Teacher union Sadtu has vowed to cause chaos in the new year if the provincial department of education continues with its redeployment drive.

The union says teachers identified as "excess" in their schools are being moved to posts in other areas short of teachers. This follows teacher cuts announced in the department's post-provisioning for 2014. The Eastern Cape will have 55 796 teacher posts next year compared to 60 820 in 2013.

"We will fight.
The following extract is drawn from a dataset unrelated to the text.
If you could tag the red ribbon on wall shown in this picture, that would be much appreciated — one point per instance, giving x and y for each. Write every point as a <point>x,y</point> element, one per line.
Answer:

In fact, we are going to start where we left off," said Sadtu provincial secretary Mncekeleli Ndongeni this week.

He said the Eastern Cape education department was creating chaos as pupils and teachers were being moved around. "We have asked the department if they have the budget for all these relocations; for example if a person is being moved to another area, the department is liable for relocation costs and it turns out they have not budgeted for that," said Ndongeni.

He said the redeployment drive will cause problems again next year.

"This is just another recipe for chaos… they must stop treating teachers like animals," Ndongeni said. "These are professionals. Even animals are treated better than this."

In announcing next year's post-provisioning, MEC Mandla Makupula announced last month that the department would cut 5 024 teaching posts.

Ndongeni said this had been a mistake by the department and that they were trying to solve it by cutting posts elsewhere.

"What we want is for them to employ teachers, because there are no teachers," said Ndongeni.

He also slammed the department's failure to pay temporary teachers since April.

"Who can survive working the whole year without a salary? These teachers even slept outside the head office last week because they want to be paid.

"We don't want to say that the apartheid government was better… but because teachers were paid then, these problems were not there," he said.

Ndongeni said that in the union's fight against redeployment, schools would be disrupted during next year's re-opening.

Meanwhile, commenting on their class action law suit against the Department of Basic Education on behalf of 32 Eastern Cape schools, the Grahamstown-based Legal Resource Centre has noted that there are simultaneously more than 5 000 vacant teacher posts, and that double that number have been identified as "excess".

An online report by eNCA quotes the affidavit accompanying their application: “The continued double employment of temporary teachers and teachers in excess is a massive unsustainable burden on the public purse.

“It is a fruitless and wasteful expenditure which has resulted in disproportionate spending on employee compensation, at the expense of other necessary budget line items such as school infrastructure, textbooks and learner nutrition.”